Mohamed Yousry, an Arabic-language translator, has been practicing for life in a prison cell. He closes himself into small spaces to meditate and combs through his library for nonpolitical books he supposes his keepers will allow him to read.
But he still cannot quite believe that prison is where he is going.
After working for nearly a decade as a translator for Lynne F. Stewart, a New York defense lawyer, Mr. Yousry, 49, was convicted along with her on Feb. 10 in Manhattan federal court of providing material aid to terrorism and conspiring to deceive the government. Now free on bail and awaiting sentencing, which is set for Sept. 30, he faces as much as 20 years behind bars.
Although months have passed since the verdict, Mr. Yousry remains shocked and baffled by it. Throughout the grueling nine-month trial, Mr. Yousry and his lawyers were convinced that he had a strong chance of acquittal.
The charges hinged on Ms. Stewart's provocative legal strategy on behalf of a convicted terrorist client, Sheik Omar Abdel Rahman, in which she defied a prison rule that restricted communications by releasing messages from him to the international press and to his militant followers in Egypt.
Mr. Yousry's lawyers, David Ruhnke and David Stern, showed in court that he took no actions on his own to help the sheik politically and did his translation work based on instructions he received from Ms. Stewart and other lawyers for Mr. Abdel Rahman, a blind Muslim cleric who is serving a life sentence in federal prison for conspiring to bomb landmarks in New York City.
Mr. Yousry's case seemed particularly solid, because unlike Ms. Stewart, he never signed documents pledging to abide by prison regulations. Mr. Yousry's lawyers specified that it was up to Ms. Stewart, as the lawyer, to see that her staff complied with the rules.
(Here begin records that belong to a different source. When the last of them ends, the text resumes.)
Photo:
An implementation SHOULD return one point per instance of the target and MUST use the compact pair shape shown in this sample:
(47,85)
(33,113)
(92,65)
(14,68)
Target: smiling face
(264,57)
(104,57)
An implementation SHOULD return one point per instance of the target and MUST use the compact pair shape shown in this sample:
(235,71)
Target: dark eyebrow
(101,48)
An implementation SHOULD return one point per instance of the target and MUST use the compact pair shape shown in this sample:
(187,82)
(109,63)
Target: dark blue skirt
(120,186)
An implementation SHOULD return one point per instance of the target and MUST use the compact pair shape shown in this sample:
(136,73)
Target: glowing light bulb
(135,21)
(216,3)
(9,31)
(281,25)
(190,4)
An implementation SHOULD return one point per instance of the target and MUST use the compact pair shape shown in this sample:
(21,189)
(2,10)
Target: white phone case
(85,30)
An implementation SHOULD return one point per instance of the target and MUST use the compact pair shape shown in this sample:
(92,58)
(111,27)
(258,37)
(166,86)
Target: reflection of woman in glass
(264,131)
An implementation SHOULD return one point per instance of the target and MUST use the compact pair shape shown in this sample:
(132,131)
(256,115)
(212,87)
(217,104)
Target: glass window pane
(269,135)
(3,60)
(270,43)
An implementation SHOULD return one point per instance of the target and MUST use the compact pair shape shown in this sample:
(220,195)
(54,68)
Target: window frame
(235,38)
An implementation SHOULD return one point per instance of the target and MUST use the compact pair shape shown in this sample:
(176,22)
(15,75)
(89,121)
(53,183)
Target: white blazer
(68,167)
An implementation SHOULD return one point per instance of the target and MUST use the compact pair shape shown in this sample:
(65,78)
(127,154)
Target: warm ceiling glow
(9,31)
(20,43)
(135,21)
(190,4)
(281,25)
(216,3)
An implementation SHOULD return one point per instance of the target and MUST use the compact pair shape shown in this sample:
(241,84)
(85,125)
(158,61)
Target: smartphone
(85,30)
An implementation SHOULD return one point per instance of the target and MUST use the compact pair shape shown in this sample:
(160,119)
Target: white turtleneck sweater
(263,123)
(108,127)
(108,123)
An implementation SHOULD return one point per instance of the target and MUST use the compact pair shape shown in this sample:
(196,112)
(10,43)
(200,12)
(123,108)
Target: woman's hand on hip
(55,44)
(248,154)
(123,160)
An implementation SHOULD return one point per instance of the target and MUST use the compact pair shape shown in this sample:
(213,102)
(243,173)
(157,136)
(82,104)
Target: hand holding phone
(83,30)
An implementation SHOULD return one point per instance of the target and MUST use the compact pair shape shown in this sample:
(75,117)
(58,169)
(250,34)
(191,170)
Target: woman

Sorry, but if you know that someone is violating the rules, and then do nothing about it, you too can be part of the crime. I have no sympathy for Yousry, except that he thought his lawyers could get him acquitted. That wasn't going to happen, not with the nearly airtight case against Stewart and his 10 years of work for Stewart before then. His best chance would have been to cut a deal on the case.
Andrew Dember, an assistant United States attorney, assailed the defense arguments as "nonsense!" in his closing summation. "He knew the restrictions, what they consisted of, and he was aware of the fact that he was doing wrong because of those restrictions. He knew full well that he was bound by the restrictions himself."
He added later, "Clearly, obviously, Ms. Stewart and Mr. Yousry know what they're doing is improper, illegal, criminal."